The town can trace its roots back to the Roman military road through the mountain pass. Its very name is believed to be a corrupted version of Trajan, the Roman emperor who used the province of Moesia, which covered a large part of present Bulgaria, as the setting for his wars against the Dacian tribes in what is now Romania. The contemporary town started as a small settlement at the end of the 14th century, when the Second Bulgarian Empire fell to the advancing Ottomans. Around the same time, a monk settled in a cottage he built himself, establishing the foundations of the monastery, according to its own chronicles, kept by an anonymous monk. Even though the monk was a hermit, the people from the nearby village would visit him for prayer, so he built a church, consecrated to the Holy Virgin.

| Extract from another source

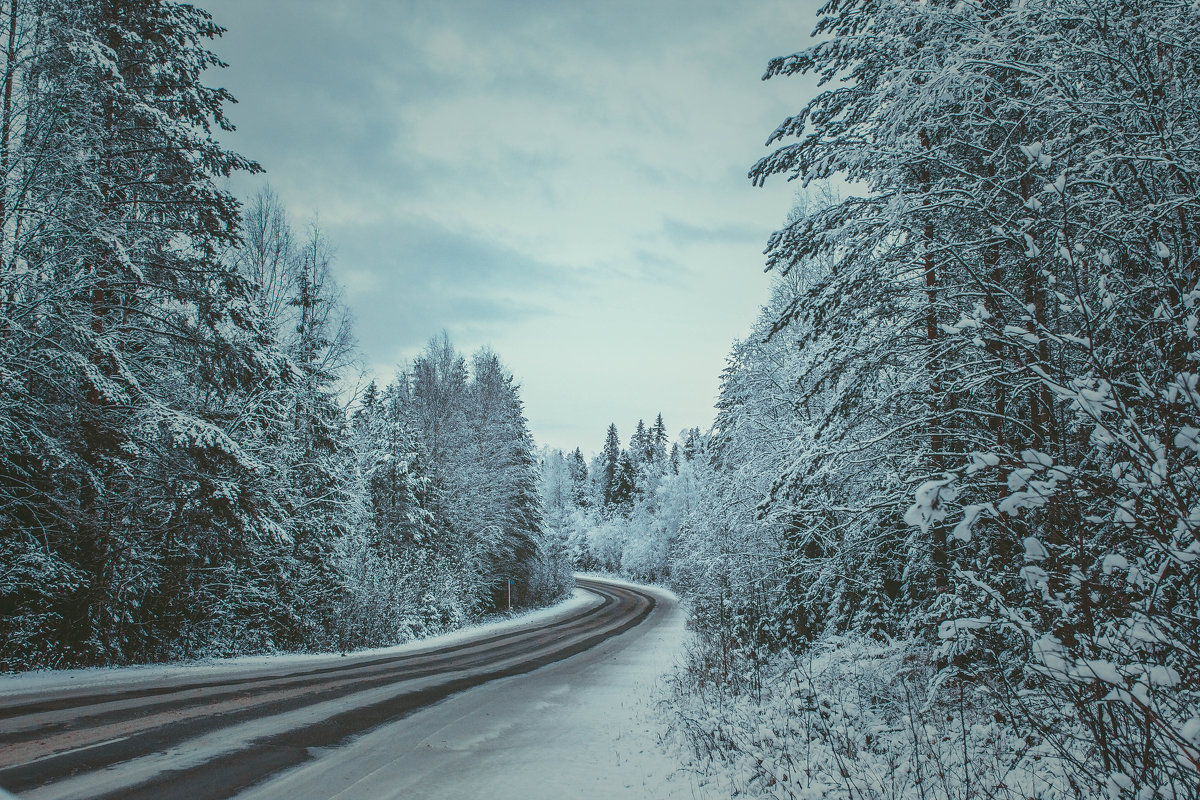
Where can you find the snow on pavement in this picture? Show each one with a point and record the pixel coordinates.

And by way of the same old Roman road, the monastery acquired its holiest relic, the miracle-working icon of the Holy Virgin Troerouchitsa, the one of three hands. According to the legend, duly written down by the unknown chronicler, it was left at the monastery by a monk from Mount Athos, who was carrying it to Valahia, only to find himself lost and returning to the monastery every time he tried to continue his journey.

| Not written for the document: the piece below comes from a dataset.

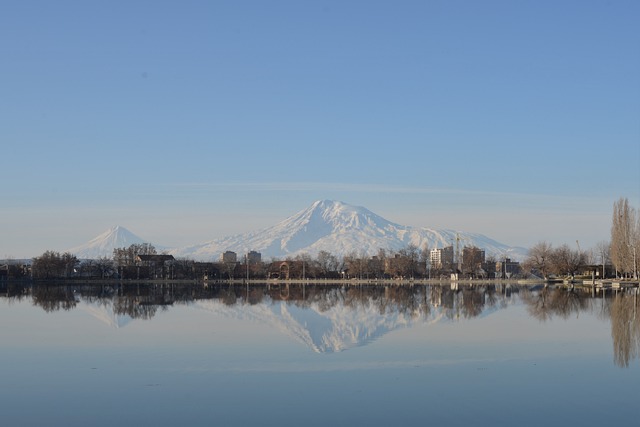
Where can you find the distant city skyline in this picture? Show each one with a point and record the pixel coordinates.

The monastery started to really grow in the second half of the 18th century, when the Bulgarian identity of the people inhabiting the land surged to the fore. It coincided with a period of strong economic growth and Troyan, due to its location, was among the towns that prospered most, developing as one of the most important craft centres in the Stara Planina area. The renewed interest in culture made monasteries a natural recipient of the money. In the second half of the century, the monastery underwent a complete re-construction, its old wooden church replaced by a stone one and its school expanded as its fame spread. It expanded further during the stewardship of Paisii, who spent 32 years as the abbot of the monastery until 1817.
Winning independence from the Lovech bishopric in 1830 by becoming subordinated directly to the Patriarch of Constantinople, just five years later it had a new church, which still stands. It is painted in the bright colours that defined Revival art, depicting biblical scenes both inside and outside, under the supervision of one of the best-known artists of the period, Zahari Zograf, whose portrait, along with those of the biggest donors, can be seen inside the church. Zograf had earlier worked in the Rila and Bachkovo monasteries, the only ones that surpass in size the one in Troyan, and one can see the similarities in style. One of the features that sets it apart, however, is the iconostasis of the church, carved entirely out of walnut wood by artisans from the town of Tryavna.

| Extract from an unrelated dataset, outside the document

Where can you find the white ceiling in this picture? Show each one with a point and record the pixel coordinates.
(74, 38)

All of these can be observed by visitors, as well as the cell used by Bulgarian revolutionary Vassil Levski during his frequent overnight stays at the monastery, which has now been transformed into a small museum. Unfortunately, last time I visited in 2004, the use of cameras was forbidden inside the monastery gates (the photos on this page were taken with a hidden camera). That is the only major restriction on visitors, who are welcomed year-round and can even stay overnight on the grounds. The monastery offers rooms with rates depending on whether any meals are included and small discounts for large groups (for more information, call 06952/ 2866, 2480, 2487 or 089/ 666 80 30). The town of Troyan, just 10km north-west of the monastery, also offers ample housing accommodation, with hotels ranging from two to four stars. The area also has numerous restaurants and traditional taverns, all of them offering the local version of rakiya, distilled from plums. A small detour to the town of Oreshak is also worth the time, since it is home to Bulgaria’s biggest exhibition of traditional crafts, where one can see and buy hand-made products such as pottery, carved wood and woven carpets.
To get to Troyan, take the road to Veliko Turnovo. The exit is clearly marked and the monastery is easily accessed down an asphalt road linking Troyan to Oreshak.